Sunday, January 23, 2011

Commercialland

Have you ever watched TV? Ever noticed the commercials? The world of commercials is like this weird, alternate universe where the laws of common sense and reality don't apply. You see a commercial and something happens that appears perfectly normal, but when you try to apply it to our universe you know it just isn't right. It doesn't fit. This entire world of commercials is just—different. Join me in my journey as I explore what I like to call, “Commercialland.”

One commercial I've seen a lot of is the advertisement for the T-Mobile myTouch 4G. You've got this preppy-looking girl in a pink dress standing next to a guy in a suit struggling under the weight of a heavier man on his back. In Commercialland, we naturally listen to the preppy girl because of course she knows better than anyone else in the world. But in reality land, EVERYONE knows nerds know all. And just because this man is accustomed to giving grown men piggy back rides doesn't mean we're going to blow him off. I mean, everyone has their own thing. Some people gain satisfaction engaging in sports. Others find their passion in cooking, art or playing video games. And still, there are others who just want to give grown men piggy back rides. The point is, in the real world, despite his quirks, I'm still going to listen to the geek.

Now infomercials about how to make money are some of the worst. The man keeps telling you to stick around because he's going to tell you how to get rich. It is so easy to get rich. Just a few simple steps, and you will be rich. Don't go away! Because he is going to tell you how to get rich. But for some reason, he keeps forgetting to tell you. ...And yet he keeps reminding you that he's going to say it. That is NOT how Alzheimer's works in real life.

And then there's the notorious Windows 7 commercials (yes, I know that's bad grammar). Ten different people all claiming that Windows 7 was their idea? How can that be possible? In our world, it could never happen. And yet, somehow, in Commercialland, it's possible...or is it? What I think these commercials are really about is a bunch of compulsive liars. Okay, Miss “Crystal,” (if that's even her real name), do you really expect me to believe that you have the phone numbers for the Microsoft executives and you know their names? Do you even have a degree in industrial design? She couldn't possibly have thought up Windows 7. And yet, in Commercialland, we listen to her telling these outrageous lies and it's okay. Liars go to heaven in Commercialland.

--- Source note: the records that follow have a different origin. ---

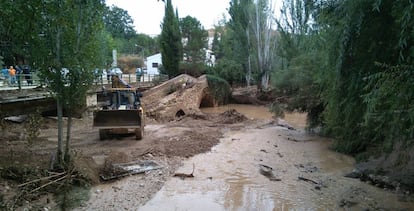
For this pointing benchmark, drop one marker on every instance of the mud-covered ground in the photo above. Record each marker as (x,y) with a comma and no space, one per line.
(167,144)
(170,145)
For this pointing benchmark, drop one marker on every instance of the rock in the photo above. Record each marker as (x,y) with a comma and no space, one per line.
(354,174)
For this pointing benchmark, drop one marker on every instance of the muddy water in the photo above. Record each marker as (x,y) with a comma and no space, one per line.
(229,177)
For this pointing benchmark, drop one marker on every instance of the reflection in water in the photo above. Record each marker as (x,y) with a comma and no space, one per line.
(228,177)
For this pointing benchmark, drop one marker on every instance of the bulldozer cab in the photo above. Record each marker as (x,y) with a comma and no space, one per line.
(121,113)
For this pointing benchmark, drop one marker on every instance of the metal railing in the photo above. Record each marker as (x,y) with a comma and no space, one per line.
(25,81)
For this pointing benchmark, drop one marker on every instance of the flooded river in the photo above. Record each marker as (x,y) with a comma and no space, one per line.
(267,167)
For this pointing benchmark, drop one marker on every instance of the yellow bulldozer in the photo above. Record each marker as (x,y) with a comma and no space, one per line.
(120,113)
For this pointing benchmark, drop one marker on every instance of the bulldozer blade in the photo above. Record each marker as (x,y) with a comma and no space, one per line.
(106,119)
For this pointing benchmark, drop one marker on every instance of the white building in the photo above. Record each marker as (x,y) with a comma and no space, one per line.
(153,63)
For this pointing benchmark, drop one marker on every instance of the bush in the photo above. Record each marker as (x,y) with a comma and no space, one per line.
(219,88)
(193,69)
(229,70)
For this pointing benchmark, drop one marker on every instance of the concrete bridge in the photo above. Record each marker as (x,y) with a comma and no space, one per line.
(21,100)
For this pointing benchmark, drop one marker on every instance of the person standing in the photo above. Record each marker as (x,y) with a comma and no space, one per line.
(12,73)
(27,76)
(6,75)
(138,72)
(19,73)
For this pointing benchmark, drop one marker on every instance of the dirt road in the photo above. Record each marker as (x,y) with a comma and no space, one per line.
(240,163)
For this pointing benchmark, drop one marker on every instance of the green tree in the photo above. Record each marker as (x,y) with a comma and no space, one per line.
(300,58)
(194,38)
(239,36)
(71,29)
(119,23)
(170,42)
(369,105)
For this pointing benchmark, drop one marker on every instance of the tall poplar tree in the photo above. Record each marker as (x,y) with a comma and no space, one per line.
(170,41)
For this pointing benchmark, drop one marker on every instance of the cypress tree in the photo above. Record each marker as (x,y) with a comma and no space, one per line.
(170,42)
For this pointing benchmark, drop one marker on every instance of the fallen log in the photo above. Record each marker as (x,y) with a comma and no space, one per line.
(307,180)
(183,175)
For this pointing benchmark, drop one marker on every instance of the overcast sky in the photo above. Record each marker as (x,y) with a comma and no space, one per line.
(148,14)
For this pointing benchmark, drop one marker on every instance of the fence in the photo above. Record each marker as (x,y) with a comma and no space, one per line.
(20,81)
(32,80)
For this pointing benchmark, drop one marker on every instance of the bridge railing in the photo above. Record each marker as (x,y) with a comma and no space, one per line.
(20,80)
(133,79)
(32,80)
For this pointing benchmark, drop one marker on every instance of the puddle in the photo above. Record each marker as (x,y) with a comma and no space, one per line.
(229,177)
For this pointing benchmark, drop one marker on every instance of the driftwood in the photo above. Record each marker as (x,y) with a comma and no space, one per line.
(307,180)
(40,179)
(182,175)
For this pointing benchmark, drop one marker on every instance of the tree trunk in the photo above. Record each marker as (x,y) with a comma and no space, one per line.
(68,136)
(60,130)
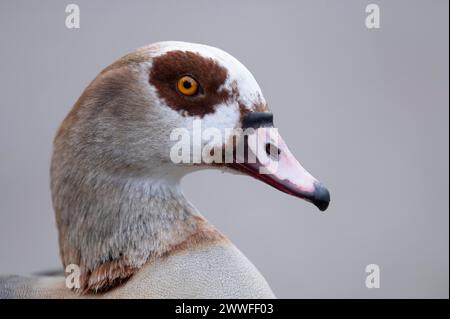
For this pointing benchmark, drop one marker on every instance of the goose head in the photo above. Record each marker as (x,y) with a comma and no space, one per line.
(172,108)
(144,122)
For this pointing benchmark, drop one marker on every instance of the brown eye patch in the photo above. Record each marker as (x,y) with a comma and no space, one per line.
(167,70)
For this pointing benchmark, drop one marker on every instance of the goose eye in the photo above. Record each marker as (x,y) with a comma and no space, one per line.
(187,86)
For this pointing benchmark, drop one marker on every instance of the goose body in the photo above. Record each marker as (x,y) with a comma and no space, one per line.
(121,215)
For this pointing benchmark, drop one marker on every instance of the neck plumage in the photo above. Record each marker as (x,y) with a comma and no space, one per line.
(111,227)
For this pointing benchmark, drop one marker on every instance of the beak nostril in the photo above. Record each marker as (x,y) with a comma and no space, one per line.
(272,151)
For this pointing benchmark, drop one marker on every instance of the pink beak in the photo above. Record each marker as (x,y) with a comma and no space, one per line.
(266,157)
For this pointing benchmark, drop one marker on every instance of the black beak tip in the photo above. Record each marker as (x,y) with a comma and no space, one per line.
(321,197)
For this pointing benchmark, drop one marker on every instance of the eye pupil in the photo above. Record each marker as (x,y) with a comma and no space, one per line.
(187,84)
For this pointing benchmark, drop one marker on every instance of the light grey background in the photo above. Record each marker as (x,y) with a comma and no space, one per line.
(365,111)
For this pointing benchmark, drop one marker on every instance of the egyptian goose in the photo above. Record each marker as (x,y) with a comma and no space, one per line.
(121,216)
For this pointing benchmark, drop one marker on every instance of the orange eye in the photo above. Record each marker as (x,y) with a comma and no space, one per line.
(187,86)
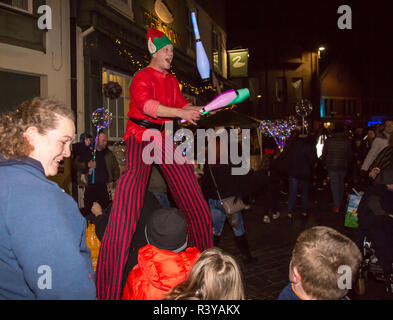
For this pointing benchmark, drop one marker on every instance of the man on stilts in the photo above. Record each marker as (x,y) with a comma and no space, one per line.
(155,98)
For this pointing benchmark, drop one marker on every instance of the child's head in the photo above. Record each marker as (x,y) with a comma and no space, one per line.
(316,258)
(214,276)
(166,229)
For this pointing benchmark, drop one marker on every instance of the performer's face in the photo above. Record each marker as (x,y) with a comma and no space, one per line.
(163,57)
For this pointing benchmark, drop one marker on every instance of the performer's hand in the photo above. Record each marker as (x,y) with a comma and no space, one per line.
(190,114)
(91,164)
(374,172)
(96,209)
(195,108)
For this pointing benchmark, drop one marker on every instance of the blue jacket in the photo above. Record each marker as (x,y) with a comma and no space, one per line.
(43,252)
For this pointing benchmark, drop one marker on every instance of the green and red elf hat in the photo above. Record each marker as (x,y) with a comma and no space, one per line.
(156,39)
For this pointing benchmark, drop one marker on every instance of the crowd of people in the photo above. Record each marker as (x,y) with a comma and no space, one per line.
(156,244)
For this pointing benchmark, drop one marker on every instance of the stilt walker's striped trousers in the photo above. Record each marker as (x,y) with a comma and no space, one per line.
(127,206)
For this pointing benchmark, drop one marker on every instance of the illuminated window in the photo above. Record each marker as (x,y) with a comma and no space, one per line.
(118,107)
(22,5)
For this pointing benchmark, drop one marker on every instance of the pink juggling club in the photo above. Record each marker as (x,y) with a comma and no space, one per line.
(218,102)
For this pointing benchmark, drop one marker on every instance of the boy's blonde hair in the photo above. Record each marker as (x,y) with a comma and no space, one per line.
(317,255)
(214,276)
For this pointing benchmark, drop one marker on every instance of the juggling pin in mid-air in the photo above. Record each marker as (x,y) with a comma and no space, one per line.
(218,102)
(242,94)
(203,64)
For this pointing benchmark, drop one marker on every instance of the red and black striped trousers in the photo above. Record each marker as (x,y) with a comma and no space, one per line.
(127,206)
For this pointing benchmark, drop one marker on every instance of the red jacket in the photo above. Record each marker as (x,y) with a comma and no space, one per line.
(157,272)
(151,87)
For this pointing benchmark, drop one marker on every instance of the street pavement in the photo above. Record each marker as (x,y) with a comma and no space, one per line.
(272,245)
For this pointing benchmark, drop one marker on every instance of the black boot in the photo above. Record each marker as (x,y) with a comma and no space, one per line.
(242,244)
(216,240)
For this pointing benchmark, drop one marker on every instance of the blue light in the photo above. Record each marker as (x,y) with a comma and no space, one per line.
(322,108)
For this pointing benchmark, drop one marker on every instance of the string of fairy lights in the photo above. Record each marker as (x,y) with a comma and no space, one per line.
(139,65)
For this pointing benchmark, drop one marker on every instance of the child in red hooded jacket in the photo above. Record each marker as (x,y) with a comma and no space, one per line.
(165,261)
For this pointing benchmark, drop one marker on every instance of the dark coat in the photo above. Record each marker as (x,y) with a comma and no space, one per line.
(301,158)
(337,153)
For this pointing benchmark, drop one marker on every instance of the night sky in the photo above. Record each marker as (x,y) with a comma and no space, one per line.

To close, I have composed a brief poem.


Oh Commercialland, how different are you

Your nerds know nothing. You can fix anything with Elmer's glue

Your women love jewelry and don't like useful gifts

You can grow light bulb-sized biceps by doing a few easy lifts


Your men treat their burgers better than their chicks

You all follow the counsel of utter pricks

Cleaning is as easy as the stroke of a key

Buying car insurance fills you with glee


Yogurt is the answer to all your dietary woes

Without cell phones, your families just wouldn't be close

But here I must break it to you, Commercialland TV

We just got a TiVo. Hence, you are dead to me.


- Carly

2 comments:

Joel Wilson said...

Like

Unknown said...

I want to live in this magical land. I have brown hair, so I'll always be smarter than my husband and my kids will love everything I cook from a box, but guys that eat burgers will ignore me because I'm not blond.